Any worthwhile aspect of fourth edition will be considered and potentially incorporated into Shattered Ascension in some way, shape or form


One of the key perks to playing Shattered Ascension on a PC is the fact that you don't have to dedicate an entire day to playing a single game. Tabletop Simulator allows players to effectively freeze their board states in carbonite, which means you and a group of friends could play for two hours a night over the course of a month without being forced to leave the game unpacked on some kitchen table. 

Honestly, even the most dedicated Twilight Imperium fans usually only get in one or two plays a year, because it's difficult to conquer a galaxy while remaining gainfully employed. That's different now. The Shattered Ascension Discord is home to multiple sessions every week, with newcomers stopping by all the time. In 2018, you can play the world's heaviest board game casually, and that's a genuine revolution for this hobby.

You can learn more about Twilight Imperium by watching SU&SD's great documentary on it.

"This mod has definitely given legs to the community by attracting newcomers to the scene and allowing members to play the game with old and new contenders with no hassle to it." says PsiComa. "It made the game easy and accessible. Because of this it has indeed made the Twilight Imperium scene flourish, and we hope for it to become even bigger in time."  

Last year, Fantasy Flight released the fourth edition of Twilight Imperium, which introduced some smart refinements to their 20-year-old design. PsiComa tells me that right now, the community doesn't have any plans to adapt the company's new concepts to Tabletop Simulator, though he won't rule it out. "Any worthwhile aspect of fourth edition will be considered and potentially incorporated into Shattered Ascension in some way, shape or form," he says.
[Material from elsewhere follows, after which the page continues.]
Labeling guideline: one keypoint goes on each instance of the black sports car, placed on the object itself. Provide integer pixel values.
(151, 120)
After all, the work is never finished. Shattered Ascension was amorphous and modular back in 2007 when it was a series of verbose PDFs on a lonely homespun website, and as a mod it's evolving faster than ever thanks to the steady pulse of the Discord channel. The obsession necessary to get knee-deep in a homemade rule-set for a classic board game is being rewarded by technology, and the creation of a cult of print 'n play fanatics has found a second life.